I'd be lying if I said I knew a whole lot about the political conflict in Thailand at the moment. The miliitary coup happened last week, after martial law was declared throughout the country. The military has seized power in order to quell protests from those who support the recently ousted prime minister. I'm over an eight hour bus ride away from Bangkok, so we're not seeing demonstrations of any nature in the North, but there are still tensions, and Thai people are more somber than one would expect. The curfew in place is strict, with no one being allowed out in the streets between 10pm and 5am. Penalties for breaking curfew can be up to two years in prison along with enormous fines. Here at the Mirror Foundation, we have over a dozen staff members native to Thailand. They are not so much worried about the coup as they are saddened by it. The military is serious, and the people are sad. This is not the smiling Thailand that tourists hear about and flock to.

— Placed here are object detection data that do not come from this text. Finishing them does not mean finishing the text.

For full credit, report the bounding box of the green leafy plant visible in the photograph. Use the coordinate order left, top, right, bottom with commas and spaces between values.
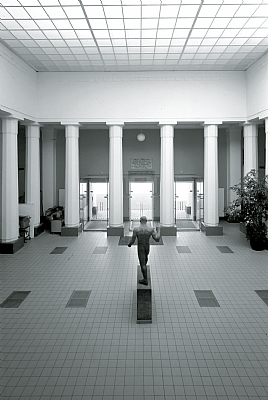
226, 170, 268, 245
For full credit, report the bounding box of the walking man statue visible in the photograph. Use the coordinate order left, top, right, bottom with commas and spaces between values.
128, 216, 160, 286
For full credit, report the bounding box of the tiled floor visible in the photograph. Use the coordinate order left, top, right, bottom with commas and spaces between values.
0, 223, 268, 400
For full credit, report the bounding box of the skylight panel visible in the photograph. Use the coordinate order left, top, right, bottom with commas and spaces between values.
158, 18, 176, 29
36, 19, 55, 29
43, 29, 61, 39
59, 29, 77, 39
89, 18, 107, 30
217, 2, 239, 17
210, 18, 231, 28
123, 6, 141, 18
44, 7, 66, 18
63, 7, 85, 18
160, 5, 180, 18
178, 5, 198, 18
85, 6, 105, 18
235, 4, 258, 18
104, 6, 123, 18
28, 30, 46, 39
141, 3, 160, 18
176, 18, 194, 28
141, 18, 158, 29
69, 18, 89, 29
2, 7, 30, 19
106, 19, 124, 30
17, 19, 38, 30
125, 18, 141, 29
51, 19, 72, 29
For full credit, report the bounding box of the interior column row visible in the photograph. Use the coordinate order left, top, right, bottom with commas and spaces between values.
0, 117, 268, 243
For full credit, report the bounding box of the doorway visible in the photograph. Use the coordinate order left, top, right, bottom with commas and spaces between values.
129, 182, 153, 229
85, 180, 109, 231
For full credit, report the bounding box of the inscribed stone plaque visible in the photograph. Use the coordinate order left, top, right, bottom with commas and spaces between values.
130, 158, 153, 170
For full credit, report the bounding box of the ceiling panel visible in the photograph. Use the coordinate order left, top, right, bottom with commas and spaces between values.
1, 0, 268, 71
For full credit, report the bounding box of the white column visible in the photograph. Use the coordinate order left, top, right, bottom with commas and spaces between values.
1, 118, 19, 243
42, 126, 57, 211
227, 125, 242, 204
204, 125, 219, 226
109, 125, 123, 228
160, 125, 174, 227
244, 124, 258, 176
265, 118, 268, 175
25, 124, 40, 226
64, 125, 80, 228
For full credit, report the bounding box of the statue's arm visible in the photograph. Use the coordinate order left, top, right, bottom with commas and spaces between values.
128, 228, 137, 247
152, 226, 160, 242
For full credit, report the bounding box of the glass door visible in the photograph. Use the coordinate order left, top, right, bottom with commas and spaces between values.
196, 179, 204, 228
129, 182, 153, 228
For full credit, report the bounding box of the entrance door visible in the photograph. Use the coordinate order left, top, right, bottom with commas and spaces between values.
90, 182, 109, 221
175, 181, 194, 225
129, 182, 153, 226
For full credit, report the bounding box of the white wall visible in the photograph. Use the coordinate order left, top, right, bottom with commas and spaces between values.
246, 53, 268, 120
37, 71, 246, 123
0, 43, 37, 120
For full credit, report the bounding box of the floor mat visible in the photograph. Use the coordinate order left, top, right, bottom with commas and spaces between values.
194, 290, 220, 307
1, 292, 31, 308
118, 236, 164, 246
84, 220, 107, 231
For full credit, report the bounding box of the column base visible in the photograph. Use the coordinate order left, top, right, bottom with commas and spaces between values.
201, 222, 223, 236
160, 225, 177, 236
61, 224, 82, 236
34, 224, 45, 237
107, 225, 124, 236
0, 237, 24, 254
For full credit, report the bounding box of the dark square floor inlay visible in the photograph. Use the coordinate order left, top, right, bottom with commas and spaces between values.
194, 290, 220, 307
50, 247, 68, 254
1, 292, 31, 308
176, 246, 191, 253
66, 290, 91, 308
216, 246, 233, 253
255, 290, 268, 306
93, 246, 108, 254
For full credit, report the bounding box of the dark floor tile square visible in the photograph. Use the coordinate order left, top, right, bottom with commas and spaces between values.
66, 290, 91, 308
50, 247, 68, 254
216, 246, 233, 253
255, 290, 268, 306
1, 291, 31, 308
176, 246, 191, 253
194, 290, 220, 307
93, 246, 108, 254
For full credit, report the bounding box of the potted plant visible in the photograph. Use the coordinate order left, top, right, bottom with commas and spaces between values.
226, 170, 268, 250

Schools were cancelled throughout Thailand last Friday in response to the coup and general turmoil in the country. Many of us were worried that the schools would remain closed until things settled down, but luckily they opened back up today. The military has also seized control of television stations and news sources. If I thought about it too much, I guess I'd be afraid of all of this. I am in a foreign land, after all. The majority has a vastly different culture, language, and set of norms than myself. If I got into any trouble here, chances are that I wouldn't very well be able to talk my way out of it. But then again, I don't think I'll be getting into any trouble here. The protests are far away and are entirely apart  from foreign relations. There are problems here, which won't be solved anytime soon, but they are domestic problems. Thais have so much to sort through  with the military coup that tourists are the least of their worries. Nonetheless, I am keeping a copy of my passport on me at all times. 

A resolution is not close at hand; the red-shirts, supporting the most recent prime minister, blockade every attempt at a new election while the yellow-shirts refuse to settle for anything less than a newly elected government. The general population here is entirely more passionate about their politics than I've ever seen in the US. Of course, there was the occupy movement a couple of years ago, but that fizzled and faded without any real reform. It's inspiring to see that people care so deeply about the happenings of their government. It almost makes me want to start voting in any upcoming elections. I'll only be here for another three weeks, and the conflict will undoubtedly continue long after I'm gone. The country is still beautiful and the people still incredibly welcoming, but an uprising of this nature is bound to have a lasting impact. I wish I had been able to travel under better circumstances, but hey, how many people can really say that they were in Thailand for the 2014 military coup?